Es gibt aber noch eine weitere Lösung aus dem Bereich des Leistungssportes. Etliche Studien deckten bereits das Geheimnis der Spitzensportler auf: Damit diese über längere Zeit ein hohes Leistungsniveau aufrechterhalten können, kombinieren sie stressige Phasen mit kurzen Phasen der Erholung. Dazu wählen sie Aktivitäten aus, die die Herzfrequenz nachweislich senkt und Stresshormone abbaut. Viele Athleten entspannen sich bewusst, indem sie sich zum Beispiel zurückziehen und ihre Lieblingsmusik hören.
Aktivitäten wie Tagträumen, einem Spaziergang zu unternehmen oder einen Roman zu lesen hilft dabei ein Gefühl der Ruhe zu entwickeln. Es gibt uns neue Energie und Motivation. Auch Schlaf ist ein wichtiger Bestandteil der Erholung. Aber eine Änderung der Schlafgewohnheiten allein reicht selten aus, um diese Art der Müdigkeit tatsächlich auch zu heilen: Sie brauchen auch während der wachen Stunden Momente der Erholung.
Auch wenn es in einem geschäftigen Arbeitsumfeld und in unserer ständig aktiven Welt eine Herausforderung ist, sich Momente der Erholung zu gönnen, zahlt es sich wirklich aus, denn Sie unterstützen so aktiv Ihre psychische Gesundheit. Und eine echte Mittagspause führt dazu, dass das Engagement, die Arbeitszufriedenheit und die Effizienz sich erhöhen.
Wenn Sie Phasen von intensiver Arbeit mit einer Pause unterbrechen, helfen Sie sich am meisten. Am besten eignen sich 15-Minuten-Unterbrechungen: Blättern Sie durch eine Zeitschrift oder essen Sie zu Mittag mal abseits Ihres Schreibtisches. Gönnen Sie sich einen Kaffee – alleine und ohne E-Mails und Telefon. Lesen Sie Ihrem Kind eine Geschichte vor oder spielen Sie ein Spiel. Ich selber habe begonnen die Welt aus verschiedenen Perspektiven mit der Kamera zu betrachten und so für einen Augenblick mal alles andere abzuschalten. Natürlich können Sie auch zu bewährten Mitteln wie Meditation oder Yoga greifen, wenn Ihnen das wirklich Spaß macht. Aber das ist eben nicht bei jedem der Fall.

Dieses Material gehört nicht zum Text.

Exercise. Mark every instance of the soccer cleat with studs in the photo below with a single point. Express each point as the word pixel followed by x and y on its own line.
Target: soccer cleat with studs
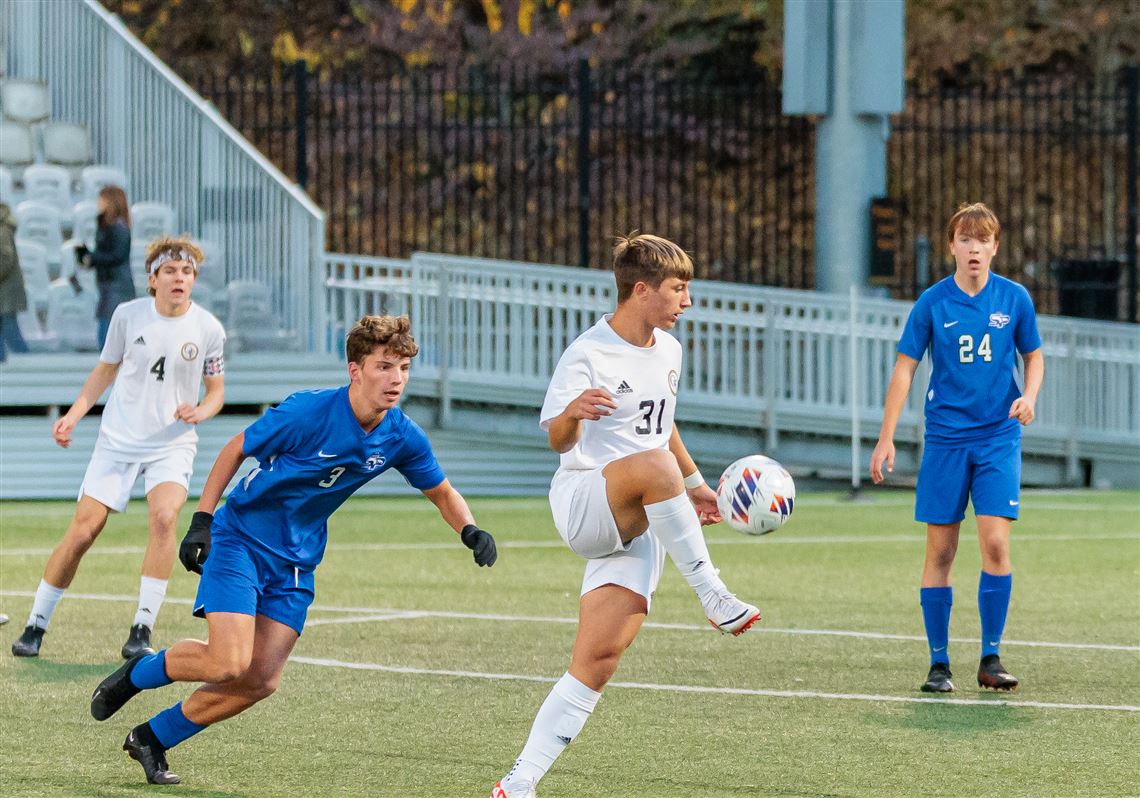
pixel 994 676
pixel 114 691
pixel 138 642
pixel 518 791
pixel 143 747
pixel 731 616
pixel 938 680
pixel 29 642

Es gibt keine schnelle Lösung, um von heute auf morgen wieder voller Energie zu sein. Sie müssen klein starten, sonst überwältigt Sie die Aufgabe schnell. Große Veränderungen beginnen immer mit kleinen Schritten, die auf kollektive Veränderungen hinarbeiten.
Verschwenden Sie diese Krise nicht. Wenn Sie jetzt arbeitsbedingte Stresssignale erkennen, weil Sie aufmerksamer sind, besteht Hoffnung für die Zukunft. Es gibt kein Zurück mehr. Wir alle haben einen Crashkurs in emotionaler Flexibilität erlebt – es wäre schade, das Gelernte nicht zu nutzen. Es ist an der Zeit, den unvermeidbaren Wandel anzunehmen und in einen Alltag zu entwickeln, der Platz fürs Mensch-Sein lässt. Und zwar ab sofort.